What Warner and public health agencies are urging is simple behavior that everyone should adopt to slow down transmission speeds.
Washing your hands, covering your cough and avoiding contact with others will likely slow it down; “Social distancing can save thousands of lives,” said Warner.
The arrogance of modern life has made the simple request to wash our hands while our salvation seems ridiculous, a hymn to snowflakes or to wizards or handwring.
The reality is that these public health measures can be crucial.
“Given that there is currently no effective vaccine or specific treatment for COVID-19, public health measures will be the only tools available to mitigate the impact of the virus,” said Canada’s Public Health Agency (PHAC) on Friday. ).
It is a strategy known as “flattening the curve”, based on graphs of potential peak infection rates. Reducing the peak burden on the health system caused by new cases and spreading this peak allows for better treatment for all patients.
And he also buys time for a vaccine.
What could our lives be like when Canada is in full swing with COVID-19?
The government has plans and recommendations for measures for individuals, communities and governments.
It is a balance between risk and reward, personal freedom and cultural and religious needs, together with those who are most influenced by actions on a moving scale of possible responses.
The PHAC notes in its guidelines the ethical debate between “social and individual interests” and sides with society: “When a health risk such as a pandemic affects a population, public health ethics predominates and a higher value is placed on collective interests “.
Some possibilities are more invasive than others, such as the closure of public transport and schools.
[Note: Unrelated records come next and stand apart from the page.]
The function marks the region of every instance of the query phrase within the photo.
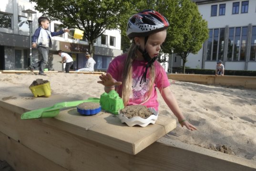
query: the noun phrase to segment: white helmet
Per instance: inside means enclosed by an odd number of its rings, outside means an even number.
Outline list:
[[[167,29],[168,27],[166,19],[158,12],[145,10],[130,18],[126,35],[130,39],[135,37],[147,37],[153,32]]]

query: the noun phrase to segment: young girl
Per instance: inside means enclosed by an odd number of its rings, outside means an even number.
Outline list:
[[[158,111],[156,87],[182,126],[196,130],[180,111],[165,71],[155,61],[168,26],[167,19],[155,11],[144,10],[131,17],[126,31],[132,40],[129,52],[115,57],[98,83],[105,86],[106,93],[115,88],[125,106],[142,104]]]

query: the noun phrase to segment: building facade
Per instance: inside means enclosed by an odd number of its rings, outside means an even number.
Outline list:
[[[30,64],[30,39],[27,14],[28,9],[36,11],[35,4],[29,0],[2,0],[0,6],[0,70],[26,70]],[[32,15],[30,35],[38,28],[38,19],[42,14]],[[61,29],[59,21],[51,21],[49,30],[56,31]],[[121,33],[118,30],[106,30],[94,43],[93,58],[96,62],[95,70],[105,70],[114,57],[122,54]],[[61,50],[69,54],[74,61],[72,69],[84,67],[86,62],[85,54],[88,43],[85,38],[74,39],[68,33],[52,37],[53,47],[50,49],[46,68],[55,71],[63,70],[63,66],[58,62],[61,57],[57,53]],[[31,50],[32,63],[38,61],[36,48]]]
[[[186,66],[215,69],[220,59],[225,69],[256,70],[256,0],[193,1],[208,22],[209,38]]]

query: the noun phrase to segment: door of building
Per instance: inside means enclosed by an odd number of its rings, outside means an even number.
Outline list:
[[[22,68],[22,50],[15,49],[15,69]]]

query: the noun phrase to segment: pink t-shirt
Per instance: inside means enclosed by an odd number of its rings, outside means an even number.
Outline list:
[[[122,81],[122,76],[123,68],[124,63],[125,61],[127,54],[123,54],[115,57],[109,64],[107,73],[117,81]],[[149,76],[150,68],[149,68],[147,73],[146,82],[143,79],[141,85],[140,84],[141,78],[145,72],[146,64],[147,63],[143,61],[134,60],[133,64],[133,84],[132,89],[133,97],[131,96],[129,105],[142,104],[147,107],[154,107],[158,110],[158,102],[157,101],[157,94],[156,87],[157,88],[165,88],[170,86],[164,68],[161,65],[155,61],[154,62],[155,72],[156,73],[155,80],[154,83],[154,88],[150,98],[146,102],[144,102],[147,99],[147,92],[149,90]],[[120,97],[122,97],[122,85],[118,87],[117,93]]]

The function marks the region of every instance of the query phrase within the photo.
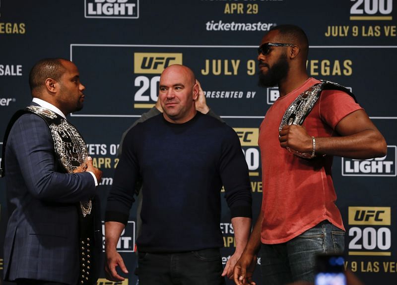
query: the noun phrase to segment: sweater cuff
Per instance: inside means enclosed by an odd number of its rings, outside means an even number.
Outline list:
[[[232,219],[236,217],[252,218],[252,209],[250,206],[240,206],[230,209]]]
[[[118,222],[127,225],[128,215],[120,212],[107,211],[105,213],[105,222]]]

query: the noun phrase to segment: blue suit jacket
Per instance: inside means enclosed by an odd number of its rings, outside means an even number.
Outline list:
[[[76,284],[77,205],[94,196],[92,175],[65,173],[49,127],[33,114],[22,115],[15,122],[4,157],[10,212],[4,245],[4,279]]]

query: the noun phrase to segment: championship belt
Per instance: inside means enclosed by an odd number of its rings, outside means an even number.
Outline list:
[[[87,169],[87,145],[76,128],[53,112],[40,106],[25,109],[38,115],[47,122],[51,132],[58,160],[67,173],[82,172]],[[79,213],[79,252],[80,274],[78,284],[92,284],[96,281],[93,258],[94,249],[94,211],[91,200],[80,201]],[[70,261],[71,262],[71,261]]]
[[[313,109],[317,100],[320,98],[321,92],[325,90],[335,90],[345,92],[351,96],[357,103],[354,95],[348,89],[342,85],[328,81],[321,80],[309,87],[296,97],[287,109],[280,123],[278,130],[281,131],[284,126],[288,125],[302,125],[309,113]],[[299,157],[311,159],[313,157],[311,153],[305,153],[296,151],[287,147],[286,149],[291,153]]]

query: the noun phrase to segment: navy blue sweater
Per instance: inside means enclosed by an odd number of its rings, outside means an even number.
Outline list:
[[[232,218],[251,217],[248,169],[226,124],[198,112],[174,124],[159,114],[127,134],[108,197],[105,221],[126,224],[135,182],[143,179],[138,249],[177,252],[221,247],[220,192]]]

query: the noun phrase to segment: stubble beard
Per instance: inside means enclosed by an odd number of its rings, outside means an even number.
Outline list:
[[[280,57],[278,60],[271,68],[267,66],[267,72],[264,74],[260,70],[258,72],[258,85],[261,87],[272,87],[278,83],[288,74],[289,65],[287,61],[286,55]]]

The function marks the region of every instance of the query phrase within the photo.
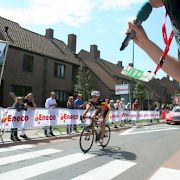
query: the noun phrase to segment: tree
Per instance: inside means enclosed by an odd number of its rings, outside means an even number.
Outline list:
[[[92,77],[85,64],[81,64],[76,76],[76,84],[74,85],[74,93],[81,93],[83,98],[89,99],[92,91]]]
[[[135,84],[134,97],[140,101],[141,108],[143,109],[143,101],[146,98],[146,88],[142,82],[138,81]]]

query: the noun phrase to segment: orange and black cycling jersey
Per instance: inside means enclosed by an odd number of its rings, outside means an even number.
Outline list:
[[[108,111],[109,111],[109,107],[108,104],[105,102],[104,99],[99,99],[98,102],[93,102],[92,100],[89,101],[89,105],[93,106],[95,109],[97,109],[96,111],[96,115],[98,115],[102,109],[104,109],[104,113],[103,113],[103,117],[105,118]]]

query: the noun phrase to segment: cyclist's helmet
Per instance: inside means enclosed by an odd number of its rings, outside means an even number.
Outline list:
[[[91,96],[100,97],[101,93],[99,91],[92,91]]]

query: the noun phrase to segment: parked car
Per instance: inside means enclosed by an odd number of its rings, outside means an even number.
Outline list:
[[[169,111],[166,114],[166,118],[165,118],[167,124],[171,124],[171,123],[180,123],[180,106],[175,106],[172,111]]]

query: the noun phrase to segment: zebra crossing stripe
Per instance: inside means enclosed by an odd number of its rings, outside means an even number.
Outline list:
[[[65,166],[69,166],[80,161],[94,157],[95,155],[76,153],[60,157],[57,159],[45,161],[42,163],[34,164],[31,166],[15,169],[0,174],[1,180],[13,179],[13,180],[23,180],[27,178],[32,178],[40,174],[44,174],[50,171],[54,171]]]
[[[160,168],[149,180],[180,180],[180,170],[170,168]]]
[[[28,149],[28,148],[33,148],[33,145],[25,144],[25,145],[18,145],[18,146],[12,146],[12,147],[7,147],[7,148],[0,148],[0,153],[2,152],[8,152],[8,151],[15,151],[19,149]]]
[[[136,163],[123,160],[114,160],[87,173],[73,178],[72,180],[92,180],[103,179],[109,180],[123,173]]]
[[[43,150],[38,150],[38,151],[26,152],[26,153],[18,154],[18,155],[7,156],[7,157],[0,158],[0,166],[27,160],[27,159],[37,158],[40,156],[45,156],[45,155],[49,155],[53,153],[58,153],[61,151],[62,150],[56,150],[56,149],[43,149]]]

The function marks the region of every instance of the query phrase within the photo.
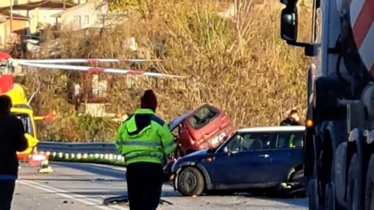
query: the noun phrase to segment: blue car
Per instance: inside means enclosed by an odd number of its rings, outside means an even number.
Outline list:
[[[297,183],[303,175],[305,129],[238,130],[217,149],[198,151],[176,162],[172,168],[174,189],[197,196],[212,190],[288,187],[287,183]]]

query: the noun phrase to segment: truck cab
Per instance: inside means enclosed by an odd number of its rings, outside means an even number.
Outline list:
[[[305,43],[297,40],[297,1],[281,0],[281,37],[315,58],[304,143],[309,209],[373,209],[374,2],[313,0]]]

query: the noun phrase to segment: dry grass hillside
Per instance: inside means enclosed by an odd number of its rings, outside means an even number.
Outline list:
[[[121,10],[115,6],[121,1],[114,2],[111,9]],[[136,1],[140,6],[134,3],[123,25],[101,33],[65,31],[59,38],[63,58],[162,57],[163,61],[142,67],[186,77],[130,80],[104,76],[113,82],[107,99],[116,113],[134,111],[141,93],[150,88],[158,97],[157,114],[167,120],[203,103],[227,111],[237,127],[278,124],[290,109],[304,111],[310,61],[302,49],[280,39],[278,1],[265,0],[264,4],[252,7],[248,1],[239,0],[235,16],[226,19],[218,15],[222,0]],[[308,4],[306,1],[299,8],[300,24],[305,29],[310,21]],[[301,38],[307,38],[306,31],[299,33],[304,36]],[[123,48],[124,40],[131,36],[141,52]],[[126,63],[107,66],[130,67]],[[117,125],[109,119],[79,116],[74,105],[68,103],[68,83],[62,75],[74,79],[79,74],[29,72],[21,81],[30,92],[36,90],[33,104],[36,112],[45,114],[53,109],[59,113],[53,121],[38,125],[41,139],[114,138]]]

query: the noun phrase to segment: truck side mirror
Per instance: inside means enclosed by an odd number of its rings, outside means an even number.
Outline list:
[[[295,5],[298,0],[280,0],[280,3],[286,5]]]
[[[297,8],[295,4],[289,5],[282,10],[280,35],[287,42],[297,40]]]

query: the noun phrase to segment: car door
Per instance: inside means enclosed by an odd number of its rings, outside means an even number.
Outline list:
[[[211,179],[215,187],[245,188],[267,182],[271,176],[269,146],[273,136],[267,133],[232,136],[214,156]]]
[[[272,181],[287,181],[292,170],[303,163],[302,132],[280,132],[271,145]]]

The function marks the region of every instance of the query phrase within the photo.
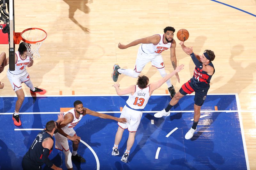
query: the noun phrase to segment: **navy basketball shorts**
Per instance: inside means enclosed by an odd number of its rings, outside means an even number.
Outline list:
[[[206,99],[207,92],[210,86],[204,87],[199,87],[189,80],[182,85],[180,89],[180,92],[186,95],[195,92],[195,104],[198,106],[201,106]]]

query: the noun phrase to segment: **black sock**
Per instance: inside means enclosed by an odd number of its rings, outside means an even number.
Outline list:
[[[168,106],[166,106],[166,107],[165,107],[165,108],[164,109],[164,110],[165,110],[165,112],[169,112],[173,106],[172,106],[170,104],[170,103],[169,103],[169,104],[168,105]]]
[[[196,126],[197,125],[198,122],[196,122],[194,121],[193,122],[193,125],[192,125],[192,129],[196,129]]]

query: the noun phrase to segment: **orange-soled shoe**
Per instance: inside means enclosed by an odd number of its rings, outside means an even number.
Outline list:
[[[39,88],[37,87],[35,88],[36,89],[35,91],[32,91],[30,90],[30,93],[31,94],[35,94],[38,93],[39,94],[44,94],[46,92],[46,90],[43,89]]]
[[[14,114],[12,115],[12,120],[13,121],[14,124],[16,126],[20,126],[21,125],[21,122],[20,120],[20,115],[14,115]]]

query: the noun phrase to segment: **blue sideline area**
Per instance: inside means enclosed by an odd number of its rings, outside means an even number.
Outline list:
[[[100,169],[246,169],[245,156],[242,139],[237,106],[235,95],[209,95],[202,110],[198,130],[190,140],[185,135],[192,124],[193,95],[180,100],[172,109],[177,111],[170,116],[161,118],[154,114],[162,110],[170,100],[167,95],[152,96],[145,109],[135,141],[127,163],[120,159],[126,148],[128,132],[126,130],[119,145],[120,154],[111,155],[116,122],[90,115],[83,117],[75,127],[78,136],[89,145],[97,154]],[[128,96],[48,96],[26,97],[20,113],[56,112],[60,107],[73,107],[74,102],[81,100],[84,106],[99,112],[120,111]],[[2,97],[0,113],[12,113],[17,98]],[[218,107],[219,112],[215,110]],[[234,110],[226,112],[223,111]],[[155,111],[152,113],[151,111]],[[148,112],[147,112],[147,111]],[[108,114],[119,117],[120,114]],[[0,169],[22,169],[22,157],[28,150],[38,130],[14,131],[15,129],[44,128],[47,122],[56,120],[57,115],[21,115],[22,125],[14,125],[10,114],[0,115]],[[151,124],[151,120],[154,124]],[[175,128],[178,129],[169,137],[165,136]],[[158,159],[155,159],[157,148],[161,148]],[[72,144],[70,143],[72,151]],[[78,153],[86,160],[85,163],[73,163],[74,169],[96,169],[95,158],[91,151],[80,143]],[[54,149],[49,158],[57,166],[66,169],[64,154]],[[44,169],[48,169],[44,167]]]

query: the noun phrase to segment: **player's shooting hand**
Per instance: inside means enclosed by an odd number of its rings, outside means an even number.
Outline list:
[[[125,45],[122,44],[120,42],[118,44],[118,48],[120,49],[125,49],[126,48],[126,46]]]
[[[117,119],[117,121],[122,123],[126,124],[127,122],[127,119],[124,117],[120,117]]]
[[[72,140],[72,141],[80,141],[80,139],[81,139],[81,138],[79,137],[78,137],[77,136],[74,136],[73,137],[70,137],[68,139],[70,140]]]
[[[187,54],[189,54],[193,53],[193,47],[186,47],[183,49],[184,51]]]
[[[114,84],[114,85],[112,85],[112,86],[113,86],[115,88],[117,87],[120,87],[120,85],[118,83],[115,83]]]
[[[183,46],[184,45],[184,41],[180,41],[180,42],[179,43],[179,44],[180,44],[181,46]]]
[[[3,89],[4,88],[4,83],[1,84],[1,82],[0,81],[0,89]]]

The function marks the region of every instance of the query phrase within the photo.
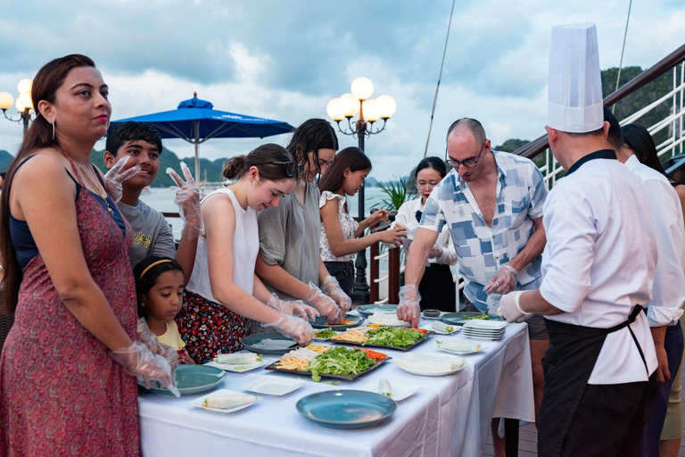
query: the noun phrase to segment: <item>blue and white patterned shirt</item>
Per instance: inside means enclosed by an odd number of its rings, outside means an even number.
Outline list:
[[[492,151],[497,163],[497,203],[492,228],[488,227],[468,185],[455,170],[431,193],[421,218],[424,228],[440,231],[445,224],[458,258],[464,292],[481,311],[487,310],[483,287],[516,257],[535,231],[533,219],[542,217],[548,189],[542,173],[529,159]],[[518,274],[518,289],[540,284],[541,257]]]

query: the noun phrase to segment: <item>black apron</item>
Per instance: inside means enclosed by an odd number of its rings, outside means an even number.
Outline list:
[[[540,457],[556,457],[561,453],[571,420],[608,334],[628,327],[649,377],[642,348],[629,327],[640,311],[642,306],[636,305],[626,321],[609,328],[545,319],[549,333],[549,348],[542,359],[545,390],[538,430]]]

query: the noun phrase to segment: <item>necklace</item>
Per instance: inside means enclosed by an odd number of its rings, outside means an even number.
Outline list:
[[[105,190],[103,187],[102,183],[100,182],[100,179],[95,178],[95,180],[97,182],[94,182],[93,179],[90,179],[90,176],[88,176],[88,173],[86,172],[86,170],[83,169],[80,163],[76,164],[77,167],[78,167],[83,173],[83,176],[86,177],[86,180],[88,181],[88,184],[95,189],[95,192],[98,195],[100,195],[100,198],[103,199],[103,202],[104,202],[104,204],[107,205],[107,211],[110,212],[110,214],[114,214],[114,211],[111,209],[111,206],[110,206],[110,203],[107,201],[107,190]]]
[[[107,211],[109,211],[110,214],[111,214],[113,216],[114,215],[114,210],[111,209],[111,206],[110,206],[110,203],[107,201],[107,189],[105,189],[104,186],[102,185],[102,183],[100,182],[100,179],[98,179],[97,177],[95,177],[95,180],[97,181],[97,183],[93,182],[93,180],[90,179],[90,176],[88,176],[88,173],[86,172],[86,170],[84,170],[83,167],[81,167],[80,163],[75,162],[71,159],[71,157],[70,157],[67,154],[67,153],[65,153],[64,151],[62,151],[62,154],[64,155],[64,157],[67,158],[67,160],[69,160],[69,162],[71,162],[72,166],[76,165],[77,167],[78,167],[78,169],[80,169],[80,170],[81,170],[80,174],[83,174],[83,176],[86,177],[86,179],[88,181],[90,186],[94,189],[95,189],[95,192],[97,193],[97,195],[100,196],[100,198],[103,199],[103,202],[104,202],[104,204],[107,207]],[[81,186],[83,186],[83,180],[80,179],[80,176],[78,176],[79,175],[78,171],[75,168],[73,170],[76,172],[76,175],[77,175],[77,178],[78,178],[78,180],[81,181]],[[85,186],[83,186],[83,187],[85,187]]]

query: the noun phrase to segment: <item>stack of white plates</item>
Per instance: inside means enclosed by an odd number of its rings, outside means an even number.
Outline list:
[[[471,338],[495,340],[504,336],[507,322],[495,320],[469,320],[461,328],[461,334]]]

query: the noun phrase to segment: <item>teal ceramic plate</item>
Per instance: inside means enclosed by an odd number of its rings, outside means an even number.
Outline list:
[[[300,345],[293,339],[280,333],[258,333],[244,337],[240,342],[243,343],[245,349],[252,353],[269,355],[283,355],[300,347]]]
[[[329,390],[311,394],[295,405],[298,412],[329,428],[362,428],[392,416],[397,402],[364,390]]]
[[[480,316],[481,312],[447,312],[445,314],[442,314],[442,317],[441,318],[443,322],[450,325],[464,325],[469,320],[472,320],[468,318],[474,318],[475,316]],[[488,320],[502,320],[502,318],[499,316],[490,316],[490,319]]]
[[[364,323],[364,318],[360,316],[355,316],[354,314],[345,314],[345,317],[342,318],[343,320],[348,320],[351,321],[351,324],[342,324],[342,325],[328,325],[327,320],[318,316],[314,320],[309,320],[309,323],[311,324],[311,327],[314,328],[333,328],[336,331],[345,331],[348,328],[352,328],[353,327],[359,327],[361,324]]]
[[[176,367],[176,386],[182,395],[192,395],[212,389],[226,378],[226,372],[206,365],[178,365]],[[138,385],[144,385],[138,381]],[[155,382],[148,389],[160,395],[174,396],[171,391],[162,388]]]
[[[361,314],[364,317],[368,317],[374,312],[377,311],[382,311],[385,312],[397,312],[397,305],[396,304],[362,304],[361,306],[358,306],[355,311]]]

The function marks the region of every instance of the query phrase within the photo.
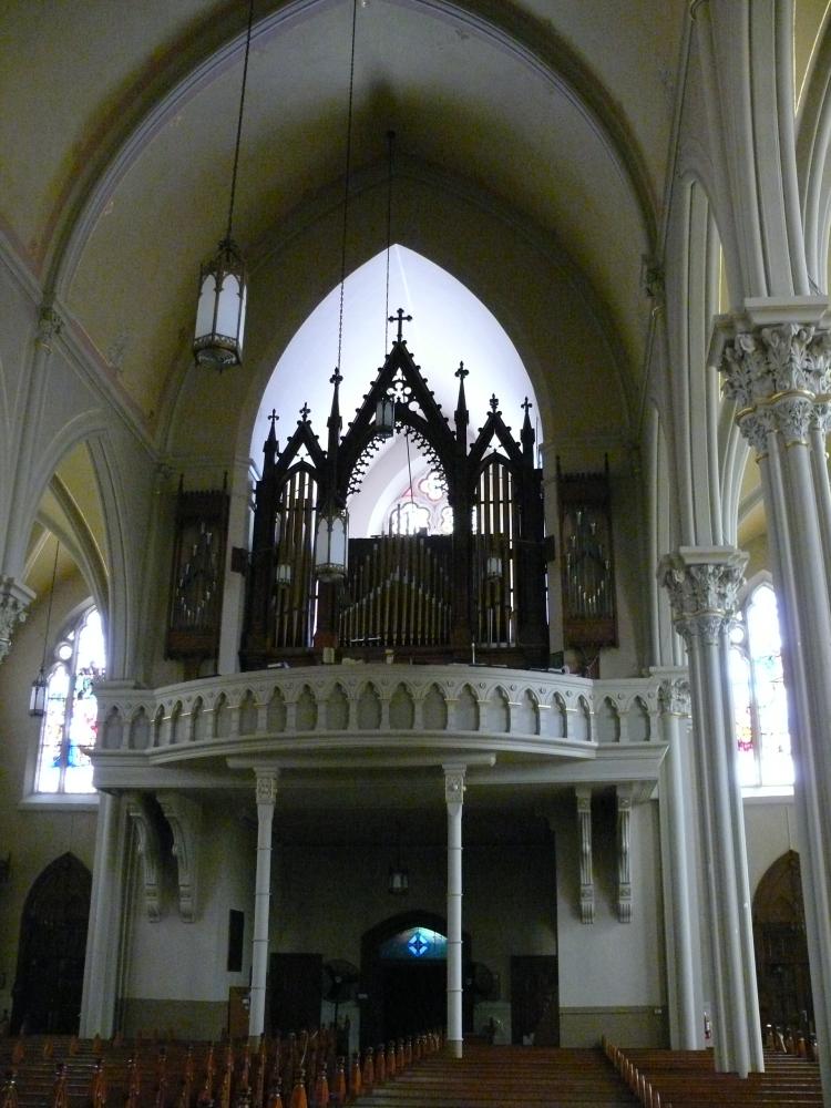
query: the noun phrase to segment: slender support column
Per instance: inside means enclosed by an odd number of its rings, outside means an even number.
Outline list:
[[[653,670],[657,674],[660,670]],[[673,676],[669,676],[671,674]],[[674,1050],[704,1048],[700,958],[694,957],[698,903],[688,820],[691,794],[690,691],[685,670],[669,670],[659,690],[661,738],[669,746],[660,767],[660,851],[667,938],[669,1038]]]
[[[127,821],[121,797],[102,792],[95,830],[90,925],[81,999],[81,1035],[109,1038],[115,1027],[127,871]]]
[[[722,319],[710,361],[755,448],[779,602],[794,808],[825,1098],[831,1097],[831,489],[825,437],[831,331],[821,298],[748,301]],[[768,326],[766,326],[768,325]]]
[[[632,923],[632,787],[617,786],[617,919]]]
[[[716,1068],[741,1077],[765,1068],[728,669],[727,636],[746,562],[731,547],[683,546],[659,570],[687,645],[695,700]]]
[[[448,1053],[462,1057],[462,807],[465,766],[447,765],[448,806]]]
[[[594,923],[594,872],[592,866],[592,789],[574,790],[579,831],[579,922]]]
[[[257,876],[254,892],[254,944],[248,1035],[261,1035],[266,1023],[268,911],[271,900],[271,824],[277,797],[276,769],[257,770]]]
“School closings spread as a control measure have the potential to result in high economic and social costs because school closings would have an impact on many families who have one or both parents working outside the home,” says PHAC.
It’s like I’m wondering what to do if an atomic bomb goes off. Declare defeat. We will try to save what can be saved
Other things, like going to church, theaters, sporting events and concerts could be risky.
“Restrictions on non-essential meetings could constitute an obstacle for access to group support and personal freedoms (for example, the cancellation of church services, the closure of community centers). It may also have cultural or religious implications (for example eg funerals, religious services, weddings). “
Companies should consider staggered working hours to avoid crowding, allowing work from home and relaxing sick leave policies. Companies may need to be closed all together depending on local situations, says PHAC.
Mass meetings such as concerts, sporting events, religious services and conferences should be reconsidered or avoided.
“They can amplify the spread of infectious diseases and have the potential to cause additional stress to the healthcare system if kept during epidemics,” say the guidelines.
Self-service buffets, he notes, should be off the menu.
If things get worse as they could, such trivial concerns will remain absent for a long time.